Und es ist immer wieder dasselbe dämliche Geschwätz aus den Mahnungen, was wir hier zu lesen kriegen: der Preis sei deutlich erkennbar, es bestehe ein Vertrag, man habe zu zahlen, sonst käme gleich der Oberinkassopopel vom Vollstreckungsgerichtshof vorbei und all dieser Blafasel.

Immer wieder dasselbe. Glaubst Du, die versuchen, ihre abenteuerliche Rechtsmeinung vor Gericht durchzusetzen? Solche Fälle hat es in 4 Jahren erst 6 mal gegeben, bei inzwischen über 1 Mio. Betroffenen solcher Abzockfallen in Deutschland. Und alle 6 Prozesse haben die Abzocker verloren.

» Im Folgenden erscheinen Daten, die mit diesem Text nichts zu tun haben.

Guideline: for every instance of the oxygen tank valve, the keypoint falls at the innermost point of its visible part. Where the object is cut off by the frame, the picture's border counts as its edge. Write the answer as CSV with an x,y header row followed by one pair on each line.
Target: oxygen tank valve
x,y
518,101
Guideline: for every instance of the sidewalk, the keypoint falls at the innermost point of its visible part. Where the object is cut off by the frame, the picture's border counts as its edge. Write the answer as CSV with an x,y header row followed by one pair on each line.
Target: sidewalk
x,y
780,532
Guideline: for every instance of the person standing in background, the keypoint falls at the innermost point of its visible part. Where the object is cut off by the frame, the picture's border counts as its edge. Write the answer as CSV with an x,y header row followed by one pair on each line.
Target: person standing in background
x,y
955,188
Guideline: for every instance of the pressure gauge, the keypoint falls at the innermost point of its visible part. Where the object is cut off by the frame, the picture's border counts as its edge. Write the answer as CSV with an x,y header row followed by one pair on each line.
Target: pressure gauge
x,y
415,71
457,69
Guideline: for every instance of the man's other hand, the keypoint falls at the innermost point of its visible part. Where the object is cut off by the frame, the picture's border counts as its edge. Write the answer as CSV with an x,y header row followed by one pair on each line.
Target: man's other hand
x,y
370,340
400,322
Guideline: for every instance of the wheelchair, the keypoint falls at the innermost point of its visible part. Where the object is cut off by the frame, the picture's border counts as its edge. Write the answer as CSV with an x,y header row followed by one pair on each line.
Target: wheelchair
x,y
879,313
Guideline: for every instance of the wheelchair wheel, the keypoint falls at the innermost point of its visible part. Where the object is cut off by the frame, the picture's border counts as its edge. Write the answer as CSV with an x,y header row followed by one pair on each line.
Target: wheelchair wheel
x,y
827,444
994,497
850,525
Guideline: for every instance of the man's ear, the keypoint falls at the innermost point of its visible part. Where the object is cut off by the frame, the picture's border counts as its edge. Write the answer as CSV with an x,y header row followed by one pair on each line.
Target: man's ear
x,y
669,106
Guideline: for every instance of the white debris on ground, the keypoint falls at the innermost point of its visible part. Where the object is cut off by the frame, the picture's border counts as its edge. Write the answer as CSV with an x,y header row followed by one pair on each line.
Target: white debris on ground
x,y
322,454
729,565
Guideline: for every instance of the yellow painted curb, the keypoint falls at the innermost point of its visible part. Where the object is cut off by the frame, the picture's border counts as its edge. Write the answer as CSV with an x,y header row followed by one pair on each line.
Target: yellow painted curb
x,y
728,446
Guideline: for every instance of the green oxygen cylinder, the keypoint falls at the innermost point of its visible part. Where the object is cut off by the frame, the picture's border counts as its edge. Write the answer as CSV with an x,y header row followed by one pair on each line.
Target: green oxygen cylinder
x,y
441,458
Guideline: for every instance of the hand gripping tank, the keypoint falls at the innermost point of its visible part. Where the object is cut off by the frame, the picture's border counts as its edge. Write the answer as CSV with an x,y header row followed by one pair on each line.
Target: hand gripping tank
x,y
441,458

Offenbar hat also die Rechtsmeinung, der Preis sei "deutlich und sofort erkennbar", bisher noch nicht wirklich einen Richter überzeugt. Und solange kein Richter davon überzeugt werden konnte, kommt auch kein Gerichtsvollzieher, gibt es keine Pfändung und ähnlichen Tralala.

Auch diese Kasperbude hier hat noch niemals, so weit wir wissen, geklagt.
Also. Was solls?


----------



## webwatcher (19 November 2009)

*AW: Einschüchterungsfalle my-downloads.de und my-download.de auf Besucherfang*



Goldfisch schrieb:


> da  wie bei PREMIUM CONTENT der Hinweis auf das Entgeld klar und deutlich neben der Anmeldemaske befindet.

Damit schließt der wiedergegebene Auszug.